简体   繁体   English

LSD基数排序为负整数,无队列

[英]LSD radix sort for negative integers without queue

First of all, i know there is a similar question over here: Radix Sort for Negative Integers 首先,我知道这里还有一个类似的问题: 负整数的基数排序

however it is not duplicate to this one. 但是,这不是重复的。

I am studying radix sorts and have a question regarding the implementation of LSD radix sort by Prof. Sedgewick and Prof.
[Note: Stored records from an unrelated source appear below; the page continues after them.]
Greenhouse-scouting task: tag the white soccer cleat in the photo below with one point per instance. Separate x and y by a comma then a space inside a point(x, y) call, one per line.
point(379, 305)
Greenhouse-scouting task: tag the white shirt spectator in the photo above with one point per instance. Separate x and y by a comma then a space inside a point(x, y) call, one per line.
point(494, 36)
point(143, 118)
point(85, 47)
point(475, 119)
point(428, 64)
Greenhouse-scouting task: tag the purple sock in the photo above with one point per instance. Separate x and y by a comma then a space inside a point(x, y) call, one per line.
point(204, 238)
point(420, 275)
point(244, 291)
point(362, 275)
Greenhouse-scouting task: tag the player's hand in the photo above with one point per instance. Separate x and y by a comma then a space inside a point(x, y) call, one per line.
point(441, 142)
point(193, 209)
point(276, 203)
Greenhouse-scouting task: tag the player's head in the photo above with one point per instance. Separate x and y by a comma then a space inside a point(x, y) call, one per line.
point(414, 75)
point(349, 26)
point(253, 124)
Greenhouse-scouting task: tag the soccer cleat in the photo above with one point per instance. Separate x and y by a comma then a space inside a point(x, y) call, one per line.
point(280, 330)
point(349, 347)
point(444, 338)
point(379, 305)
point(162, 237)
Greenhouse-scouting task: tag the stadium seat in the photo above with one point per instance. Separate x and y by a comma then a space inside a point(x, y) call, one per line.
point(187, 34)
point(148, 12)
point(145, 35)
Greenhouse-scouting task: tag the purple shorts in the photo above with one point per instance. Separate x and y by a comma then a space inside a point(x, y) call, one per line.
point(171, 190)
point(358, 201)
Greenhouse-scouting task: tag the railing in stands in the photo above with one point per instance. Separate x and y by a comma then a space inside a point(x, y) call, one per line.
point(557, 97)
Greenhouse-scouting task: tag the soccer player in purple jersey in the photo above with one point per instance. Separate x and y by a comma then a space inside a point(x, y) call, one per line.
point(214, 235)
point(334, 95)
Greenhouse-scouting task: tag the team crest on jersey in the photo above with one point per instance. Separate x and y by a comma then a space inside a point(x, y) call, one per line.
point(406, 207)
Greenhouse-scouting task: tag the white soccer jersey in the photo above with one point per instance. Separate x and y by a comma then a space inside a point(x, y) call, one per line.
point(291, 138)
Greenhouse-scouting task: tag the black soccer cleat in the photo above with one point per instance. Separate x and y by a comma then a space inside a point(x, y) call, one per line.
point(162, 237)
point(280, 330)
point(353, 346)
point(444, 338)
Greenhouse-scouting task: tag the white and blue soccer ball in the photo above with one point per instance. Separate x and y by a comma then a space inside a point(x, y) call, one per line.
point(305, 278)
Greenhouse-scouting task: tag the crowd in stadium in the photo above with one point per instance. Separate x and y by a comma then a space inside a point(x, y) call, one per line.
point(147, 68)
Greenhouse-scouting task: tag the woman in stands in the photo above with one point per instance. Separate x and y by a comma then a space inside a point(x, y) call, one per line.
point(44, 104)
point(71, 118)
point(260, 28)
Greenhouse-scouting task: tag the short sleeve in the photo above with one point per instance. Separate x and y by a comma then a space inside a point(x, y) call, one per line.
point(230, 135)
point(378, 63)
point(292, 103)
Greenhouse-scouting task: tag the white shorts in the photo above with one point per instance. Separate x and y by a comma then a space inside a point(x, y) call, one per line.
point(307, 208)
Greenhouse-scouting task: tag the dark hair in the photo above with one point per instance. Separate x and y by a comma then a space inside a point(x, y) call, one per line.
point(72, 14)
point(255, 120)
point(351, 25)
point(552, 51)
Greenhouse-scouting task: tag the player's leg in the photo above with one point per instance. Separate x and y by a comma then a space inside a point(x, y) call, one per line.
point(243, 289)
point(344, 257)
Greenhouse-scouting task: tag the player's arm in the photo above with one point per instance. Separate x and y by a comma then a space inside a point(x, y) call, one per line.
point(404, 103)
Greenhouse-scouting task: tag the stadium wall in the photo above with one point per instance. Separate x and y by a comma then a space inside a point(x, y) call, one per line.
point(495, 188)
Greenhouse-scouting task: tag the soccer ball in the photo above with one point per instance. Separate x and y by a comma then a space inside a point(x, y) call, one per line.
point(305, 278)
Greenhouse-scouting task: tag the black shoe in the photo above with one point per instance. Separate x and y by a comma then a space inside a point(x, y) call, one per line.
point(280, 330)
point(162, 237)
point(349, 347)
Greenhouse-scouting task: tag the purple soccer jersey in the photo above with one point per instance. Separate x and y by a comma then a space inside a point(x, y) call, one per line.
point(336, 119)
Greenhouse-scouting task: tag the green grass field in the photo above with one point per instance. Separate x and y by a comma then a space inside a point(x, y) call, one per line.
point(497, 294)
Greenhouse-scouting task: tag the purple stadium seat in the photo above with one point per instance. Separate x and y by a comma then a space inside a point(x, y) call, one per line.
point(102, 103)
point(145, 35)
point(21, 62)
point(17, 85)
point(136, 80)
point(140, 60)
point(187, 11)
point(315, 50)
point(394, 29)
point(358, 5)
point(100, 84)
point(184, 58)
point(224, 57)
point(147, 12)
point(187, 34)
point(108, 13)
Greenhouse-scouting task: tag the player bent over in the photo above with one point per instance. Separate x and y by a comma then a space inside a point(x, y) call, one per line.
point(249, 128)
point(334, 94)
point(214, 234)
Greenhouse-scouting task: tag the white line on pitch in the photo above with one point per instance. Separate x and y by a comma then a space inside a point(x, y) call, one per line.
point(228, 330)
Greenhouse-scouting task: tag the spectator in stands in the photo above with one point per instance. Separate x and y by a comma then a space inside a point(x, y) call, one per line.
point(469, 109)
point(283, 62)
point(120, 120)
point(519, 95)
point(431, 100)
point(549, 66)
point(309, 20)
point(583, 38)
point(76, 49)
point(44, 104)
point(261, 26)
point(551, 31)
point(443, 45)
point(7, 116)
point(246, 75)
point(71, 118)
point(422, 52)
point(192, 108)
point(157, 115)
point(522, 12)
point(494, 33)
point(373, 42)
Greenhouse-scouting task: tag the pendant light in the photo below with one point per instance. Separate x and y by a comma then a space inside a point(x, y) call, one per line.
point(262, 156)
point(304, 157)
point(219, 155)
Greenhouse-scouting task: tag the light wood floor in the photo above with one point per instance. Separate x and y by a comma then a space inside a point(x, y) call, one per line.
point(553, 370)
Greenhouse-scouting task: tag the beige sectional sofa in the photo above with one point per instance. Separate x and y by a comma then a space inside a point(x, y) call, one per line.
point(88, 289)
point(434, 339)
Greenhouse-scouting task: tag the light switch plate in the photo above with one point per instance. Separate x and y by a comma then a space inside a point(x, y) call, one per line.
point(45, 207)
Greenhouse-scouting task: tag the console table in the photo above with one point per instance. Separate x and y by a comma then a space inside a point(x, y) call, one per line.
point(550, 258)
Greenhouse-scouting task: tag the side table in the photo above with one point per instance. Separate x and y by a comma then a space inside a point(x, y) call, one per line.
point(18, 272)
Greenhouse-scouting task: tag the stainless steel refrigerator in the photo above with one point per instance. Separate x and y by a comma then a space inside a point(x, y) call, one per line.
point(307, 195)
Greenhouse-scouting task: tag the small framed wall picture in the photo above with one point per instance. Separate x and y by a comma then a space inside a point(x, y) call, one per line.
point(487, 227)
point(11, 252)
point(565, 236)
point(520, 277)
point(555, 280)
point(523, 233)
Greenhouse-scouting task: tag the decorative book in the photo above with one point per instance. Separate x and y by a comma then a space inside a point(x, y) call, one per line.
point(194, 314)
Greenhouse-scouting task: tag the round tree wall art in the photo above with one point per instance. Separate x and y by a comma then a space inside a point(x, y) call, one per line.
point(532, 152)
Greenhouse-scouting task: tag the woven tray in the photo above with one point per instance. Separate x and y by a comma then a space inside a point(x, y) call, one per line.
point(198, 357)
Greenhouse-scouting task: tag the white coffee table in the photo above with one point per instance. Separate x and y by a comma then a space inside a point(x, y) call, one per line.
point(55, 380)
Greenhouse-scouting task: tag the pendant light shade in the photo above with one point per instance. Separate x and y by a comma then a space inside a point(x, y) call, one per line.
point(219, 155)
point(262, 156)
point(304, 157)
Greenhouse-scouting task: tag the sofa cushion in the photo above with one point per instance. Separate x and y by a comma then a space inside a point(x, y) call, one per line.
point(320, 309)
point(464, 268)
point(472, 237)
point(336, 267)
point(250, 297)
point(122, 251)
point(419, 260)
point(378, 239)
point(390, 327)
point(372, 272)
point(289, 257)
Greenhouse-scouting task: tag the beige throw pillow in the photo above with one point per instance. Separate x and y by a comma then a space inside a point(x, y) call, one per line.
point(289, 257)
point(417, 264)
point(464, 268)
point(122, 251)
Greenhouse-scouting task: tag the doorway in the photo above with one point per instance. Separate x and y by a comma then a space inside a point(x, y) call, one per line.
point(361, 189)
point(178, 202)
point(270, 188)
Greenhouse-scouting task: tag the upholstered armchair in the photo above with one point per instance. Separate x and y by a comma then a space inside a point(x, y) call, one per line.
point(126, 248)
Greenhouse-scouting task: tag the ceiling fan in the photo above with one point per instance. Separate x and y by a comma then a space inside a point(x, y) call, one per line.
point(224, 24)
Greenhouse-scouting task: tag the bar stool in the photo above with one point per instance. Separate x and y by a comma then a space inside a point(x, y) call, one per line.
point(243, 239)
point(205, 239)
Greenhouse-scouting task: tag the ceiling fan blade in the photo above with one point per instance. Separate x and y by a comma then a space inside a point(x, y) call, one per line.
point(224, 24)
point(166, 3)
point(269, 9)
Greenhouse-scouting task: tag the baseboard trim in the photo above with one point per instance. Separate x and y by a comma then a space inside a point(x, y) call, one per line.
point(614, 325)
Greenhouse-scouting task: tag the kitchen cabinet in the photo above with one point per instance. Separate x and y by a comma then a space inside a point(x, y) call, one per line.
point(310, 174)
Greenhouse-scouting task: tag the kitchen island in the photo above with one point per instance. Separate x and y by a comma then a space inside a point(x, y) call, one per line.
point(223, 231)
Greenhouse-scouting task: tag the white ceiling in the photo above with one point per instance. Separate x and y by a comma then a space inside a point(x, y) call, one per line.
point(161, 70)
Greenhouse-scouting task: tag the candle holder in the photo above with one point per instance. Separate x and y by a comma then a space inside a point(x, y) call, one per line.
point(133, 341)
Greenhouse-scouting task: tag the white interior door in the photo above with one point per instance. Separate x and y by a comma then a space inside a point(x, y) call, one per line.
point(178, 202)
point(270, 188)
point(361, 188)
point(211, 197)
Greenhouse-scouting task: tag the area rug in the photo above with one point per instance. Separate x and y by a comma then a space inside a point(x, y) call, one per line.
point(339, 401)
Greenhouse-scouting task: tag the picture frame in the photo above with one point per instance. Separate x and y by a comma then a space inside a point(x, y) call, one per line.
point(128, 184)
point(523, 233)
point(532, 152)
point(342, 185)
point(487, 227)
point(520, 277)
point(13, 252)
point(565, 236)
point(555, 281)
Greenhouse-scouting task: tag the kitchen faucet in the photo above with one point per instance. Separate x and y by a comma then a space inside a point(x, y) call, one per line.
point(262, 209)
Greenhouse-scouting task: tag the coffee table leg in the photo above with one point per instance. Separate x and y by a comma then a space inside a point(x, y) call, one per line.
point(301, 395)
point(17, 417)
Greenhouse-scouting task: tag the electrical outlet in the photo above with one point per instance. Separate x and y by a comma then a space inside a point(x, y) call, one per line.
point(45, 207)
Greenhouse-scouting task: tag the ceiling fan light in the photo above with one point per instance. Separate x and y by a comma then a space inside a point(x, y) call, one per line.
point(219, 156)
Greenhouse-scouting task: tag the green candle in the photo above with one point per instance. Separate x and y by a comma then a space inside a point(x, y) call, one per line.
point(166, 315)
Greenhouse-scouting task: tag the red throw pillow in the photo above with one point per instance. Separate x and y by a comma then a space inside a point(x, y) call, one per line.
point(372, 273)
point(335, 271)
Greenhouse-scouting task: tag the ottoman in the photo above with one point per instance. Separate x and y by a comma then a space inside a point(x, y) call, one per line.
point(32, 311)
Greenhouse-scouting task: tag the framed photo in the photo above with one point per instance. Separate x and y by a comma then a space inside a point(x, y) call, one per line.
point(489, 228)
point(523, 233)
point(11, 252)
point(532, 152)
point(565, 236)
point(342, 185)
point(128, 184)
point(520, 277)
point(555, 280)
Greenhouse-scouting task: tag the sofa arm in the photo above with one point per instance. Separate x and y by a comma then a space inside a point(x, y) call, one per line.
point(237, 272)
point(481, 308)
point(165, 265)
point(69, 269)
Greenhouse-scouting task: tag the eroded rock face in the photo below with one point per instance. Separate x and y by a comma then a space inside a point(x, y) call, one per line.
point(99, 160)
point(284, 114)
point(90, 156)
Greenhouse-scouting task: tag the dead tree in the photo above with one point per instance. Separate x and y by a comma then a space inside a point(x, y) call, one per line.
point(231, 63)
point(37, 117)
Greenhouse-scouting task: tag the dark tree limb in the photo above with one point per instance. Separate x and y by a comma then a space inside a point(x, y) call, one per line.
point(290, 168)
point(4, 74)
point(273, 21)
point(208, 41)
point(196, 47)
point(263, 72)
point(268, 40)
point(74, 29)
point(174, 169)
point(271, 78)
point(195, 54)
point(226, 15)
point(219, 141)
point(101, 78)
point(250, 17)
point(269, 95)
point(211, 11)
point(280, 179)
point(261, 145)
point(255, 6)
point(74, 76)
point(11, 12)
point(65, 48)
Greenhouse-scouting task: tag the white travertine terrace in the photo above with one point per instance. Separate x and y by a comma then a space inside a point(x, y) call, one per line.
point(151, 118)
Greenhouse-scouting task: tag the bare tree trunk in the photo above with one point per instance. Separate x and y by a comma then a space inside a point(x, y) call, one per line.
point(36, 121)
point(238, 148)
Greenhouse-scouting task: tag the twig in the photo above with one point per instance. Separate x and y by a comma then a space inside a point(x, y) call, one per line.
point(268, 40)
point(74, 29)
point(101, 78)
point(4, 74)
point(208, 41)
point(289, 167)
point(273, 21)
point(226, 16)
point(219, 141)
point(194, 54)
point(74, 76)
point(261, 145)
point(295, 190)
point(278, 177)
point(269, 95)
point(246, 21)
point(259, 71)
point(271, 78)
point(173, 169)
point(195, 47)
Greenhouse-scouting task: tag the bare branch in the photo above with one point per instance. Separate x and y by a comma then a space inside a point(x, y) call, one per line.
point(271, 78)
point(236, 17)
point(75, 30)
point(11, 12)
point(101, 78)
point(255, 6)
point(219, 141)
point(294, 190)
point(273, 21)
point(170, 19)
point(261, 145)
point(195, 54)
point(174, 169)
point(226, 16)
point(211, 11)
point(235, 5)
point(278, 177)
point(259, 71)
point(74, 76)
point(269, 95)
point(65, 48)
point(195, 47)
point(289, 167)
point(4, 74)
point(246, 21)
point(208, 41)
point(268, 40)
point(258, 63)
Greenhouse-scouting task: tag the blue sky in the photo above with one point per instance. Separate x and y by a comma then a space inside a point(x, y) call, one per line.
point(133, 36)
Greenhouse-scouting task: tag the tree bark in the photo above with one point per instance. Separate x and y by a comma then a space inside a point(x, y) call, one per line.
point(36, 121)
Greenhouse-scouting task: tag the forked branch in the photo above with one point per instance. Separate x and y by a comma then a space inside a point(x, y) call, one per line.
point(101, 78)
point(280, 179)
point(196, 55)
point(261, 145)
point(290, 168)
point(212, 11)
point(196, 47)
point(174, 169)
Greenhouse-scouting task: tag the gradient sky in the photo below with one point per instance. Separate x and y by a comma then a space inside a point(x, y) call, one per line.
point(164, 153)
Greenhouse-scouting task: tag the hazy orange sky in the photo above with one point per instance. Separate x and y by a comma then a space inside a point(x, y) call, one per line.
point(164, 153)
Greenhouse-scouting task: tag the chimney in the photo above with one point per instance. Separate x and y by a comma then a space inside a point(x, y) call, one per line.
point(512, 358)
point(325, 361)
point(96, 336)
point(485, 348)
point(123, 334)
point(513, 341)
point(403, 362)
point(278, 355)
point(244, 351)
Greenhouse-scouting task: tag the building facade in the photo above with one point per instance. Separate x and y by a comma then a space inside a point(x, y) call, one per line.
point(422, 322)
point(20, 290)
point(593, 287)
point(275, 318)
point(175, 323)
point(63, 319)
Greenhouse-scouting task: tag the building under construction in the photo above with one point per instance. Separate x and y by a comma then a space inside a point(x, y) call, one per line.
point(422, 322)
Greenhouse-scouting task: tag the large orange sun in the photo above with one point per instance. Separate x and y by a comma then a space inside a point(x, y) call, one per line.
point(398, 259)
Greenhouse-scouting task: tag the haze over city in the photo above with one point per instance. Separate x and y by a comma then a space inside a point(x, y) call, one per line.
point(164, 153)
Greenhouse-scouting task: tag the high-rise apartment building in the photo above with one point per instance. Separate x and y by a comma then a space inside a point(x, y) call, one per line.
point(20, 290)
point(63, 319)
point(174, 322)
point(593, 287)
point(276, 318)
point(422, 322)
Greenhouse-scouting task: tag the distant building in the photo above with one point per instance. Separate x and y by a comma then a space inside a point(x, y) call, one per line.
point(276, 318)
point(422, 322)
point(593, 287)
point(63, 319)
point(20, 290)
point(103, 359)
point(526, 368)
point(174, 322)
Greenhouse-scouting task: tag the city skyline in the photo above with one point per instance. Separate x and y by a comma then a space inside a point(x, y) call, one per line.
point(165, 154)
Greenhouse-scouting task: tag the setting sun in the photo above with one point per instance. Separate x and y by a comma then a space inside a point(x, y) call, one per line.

Wayne. 我正在研究基数排序,并且对Sedgewick教授和Wayne教授对LSD基数排序的实现有疑问。

public static void sort(int[] a) {
    final int BITS = 32;                 // each int is 32 bits 
    final int R = 1 << BITS_PER_BYTE;    // each bytes is between 0 and 255
    final int MASK = R - 1;              // 0xFF
    final int w = BITS / BITS_PER_BYTE;  // each int is 4 bytes

    int n = a.length;
    int[] aux = new int[n];

    for (int d = 0; d < w; d++) {         

        // compute frequency counts
        int[] count = new int[R+1];
        for (int i = 0; i < n; i++) {           
            int c = (a[i] >> BITS_PER_BYTE*d) & MASK;
            count[c + 1]++;
        }

        // compute cumulates
        for (int r = 0; r < R; r++)
            count[r+1] += count[r];

        // for most significant byte, 0x80-0xFF comes before 0x00-0x7F
        if (d == w-1) {
            int shift1 = count[R] - count[R/2];
            int shift2 = count[R/2];
            for (int r = 0; r < R/2; r++)
                count[r] += shift1;
            for (int r = R/2; r < R; r++)
                count[r] -= shift2;
        }

        // move data
        for (int i = 0; i < n; i++) {
            int c = (a[i] >> BITS_PER_BYTE*d) & MASK;
            aux[count[c]++] = a[i];
        }

        // copy back
        for (int i = 0; i < n; i++)
            a[i] = aux[i];
}

What is going on with the most significant byte? 最高有效字节是怎么回事? It is far more elegant than anything i came up with. 它比我想出的任何东西都要优雅得多。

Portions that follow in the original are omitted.